IN equal measure, there are pressing questions about the place of nature in the contemporary world, whether this is understood in terms of the intensifying environmental crisis, or debates about the character and role of ‘human nature’ in our increasingly technological societies, or with respect to the character of human and political subjectivity. Underpinning many of these new concerns are further questions about new forms of political economy at the local, national and global levels, and their impact on our changing conceptions of space, time, culture and speed.

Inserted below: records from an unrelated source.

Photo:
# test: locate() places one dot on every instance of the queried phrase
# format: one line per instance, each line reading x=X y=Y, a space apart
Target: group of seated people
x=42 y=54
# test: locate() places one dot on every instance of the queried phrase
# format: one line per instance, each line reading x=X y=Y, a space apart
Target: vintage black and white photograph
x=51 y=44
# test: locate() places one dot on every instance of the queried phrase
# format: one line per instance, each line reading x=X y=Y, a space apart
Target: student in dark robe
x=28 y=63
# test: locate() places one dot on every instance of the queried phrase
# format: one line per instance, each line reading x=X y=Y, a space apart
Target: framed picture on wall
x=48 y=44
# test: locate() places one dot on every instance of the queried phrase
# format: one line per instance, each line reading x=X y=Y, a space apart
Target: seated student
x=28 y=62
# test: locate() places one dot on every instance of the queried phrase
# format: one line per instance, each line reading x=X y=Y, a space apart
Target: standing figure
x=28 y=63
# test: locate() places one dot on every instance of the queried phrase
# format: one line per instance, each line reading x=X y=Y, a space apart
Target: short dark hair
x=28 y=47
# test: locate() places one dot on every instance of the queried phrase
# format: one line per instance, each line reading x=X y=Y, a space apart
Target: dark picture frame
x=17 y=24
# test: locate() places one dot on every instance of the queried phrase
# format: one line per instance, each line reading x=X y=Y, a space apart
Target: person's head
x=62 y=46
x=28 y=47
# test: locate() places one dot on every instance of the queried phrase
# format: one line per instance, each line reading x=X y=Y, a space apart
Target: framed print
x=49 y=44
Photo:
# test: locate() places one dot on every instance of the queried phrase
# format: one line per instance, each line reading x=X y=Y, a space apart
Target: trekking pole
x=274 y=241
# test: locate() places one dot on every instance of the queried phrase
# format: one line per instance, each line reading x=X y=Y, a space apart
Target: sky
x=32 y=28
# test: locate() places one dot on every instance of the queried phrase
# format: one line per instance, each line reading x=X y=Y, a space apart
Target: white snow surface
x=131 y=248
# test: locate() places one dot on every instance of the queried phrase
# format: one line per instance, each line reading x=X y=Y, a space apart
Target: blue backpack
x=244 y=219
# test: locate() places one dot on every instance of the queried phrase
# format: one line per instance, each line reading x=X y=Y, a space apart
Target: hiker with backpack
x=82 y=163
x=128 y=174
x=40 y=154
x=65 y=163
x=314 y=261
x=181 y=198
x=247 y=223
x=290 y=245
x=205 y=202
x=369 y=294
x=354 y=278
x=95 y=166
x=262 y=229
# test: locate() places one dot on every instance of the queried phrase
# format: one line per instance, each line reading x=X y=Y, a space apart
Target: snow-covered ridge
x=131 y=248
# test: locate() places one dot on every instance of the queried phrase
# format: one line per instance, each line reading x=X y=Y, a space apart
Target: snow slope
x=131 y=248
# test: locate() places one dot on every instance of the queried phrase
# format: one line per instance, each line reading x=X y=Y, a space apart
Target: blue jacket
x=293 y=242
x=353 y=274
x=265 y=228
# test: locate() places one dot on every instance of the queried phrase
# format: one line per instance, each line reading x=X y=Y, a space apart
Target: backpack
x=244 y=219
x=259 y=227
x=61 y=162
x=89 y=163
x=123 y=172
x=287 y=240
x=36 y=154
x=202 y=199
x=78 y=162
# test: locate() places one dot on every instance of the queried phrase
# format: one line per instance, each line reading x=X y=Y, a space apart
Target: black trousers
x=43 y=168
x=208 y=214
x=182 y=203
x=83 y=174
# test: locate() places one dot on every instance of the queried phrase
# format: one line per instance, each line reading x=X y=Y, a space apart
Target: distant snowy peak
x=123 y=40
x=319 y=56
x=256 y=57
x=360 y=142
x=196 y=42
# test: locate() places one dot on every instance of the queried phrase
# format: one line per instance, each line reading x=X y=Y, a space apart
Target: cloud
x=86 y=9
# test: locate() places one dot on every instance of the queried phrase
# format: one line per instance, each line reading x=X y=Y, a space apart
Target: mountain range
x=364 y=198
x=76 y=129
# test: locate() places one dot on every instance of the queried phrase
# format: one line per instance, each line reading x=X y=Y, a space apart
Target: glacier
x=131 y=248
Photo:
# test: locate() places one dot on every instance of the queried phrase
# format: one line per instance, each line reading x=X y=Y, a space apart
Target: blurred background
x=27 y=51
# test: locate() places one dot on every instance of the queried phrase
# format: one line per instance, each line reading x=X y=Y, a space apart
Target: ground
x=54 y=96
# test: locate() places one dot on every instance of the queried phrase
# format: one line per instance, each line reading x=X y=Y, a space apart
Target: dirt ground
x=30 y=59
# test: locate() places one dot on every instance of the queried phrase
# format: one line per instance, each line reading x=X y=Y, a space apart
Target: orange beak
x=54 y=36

HOW do we problematize and critically explain these new phenomena? In what ways can various fundamentalisms be challenged and engaged with in the name of a democratic politics that is not itself fundamentalist in character? What are the limits and potentials of contemporary political and ethical theory in addressing these new issues? What are the prospects and limits of pluralizing pluralism? Ought we to restrict agency to humans, or does it extend to the material and non-human world more generally? What is the relationship between nature and culture? How can cultural theory respond to recent developments in science? What is the relationship between cultural theory, materialism and naturalism? What kind of ethos needs to be cultivated in the face of these new challenges, and how can it be brought about? How do these broad sets of issues and questions get addressed in specific contexts and policy arenas? And what theoretical languages and methods are best able to respond to these changes
and trends? These are just some of the tasks of critical political theory today.

THE NINTH CONFERENCE IN CRITICAL POLITICAL THEORY at the University of Essex provides a space to address and engage with these issues. The conference has achieved a renowned reputation for the quality of the papers presented and the large number of international participants. Previous guest speakers have included Michael Hardt, Wendy Brown, Judith Squires, Quentin Skinner, Joan Copjec, James Tully, Fred Dallmayr, Bonnie Honig, David Owen, David Campbell, Simon Critchley, Ernesto Laclau, and Chantal Mouffe, among others.

THE conference provides an important opportunity to engage with the contemporary challenges and possibilities of social and political theory and to exchange views on ongoing research. We welcome papers from young scholars, postdoctoral researchers, and postgraduates from a wide variety of backgrounds in the field of social and political theory.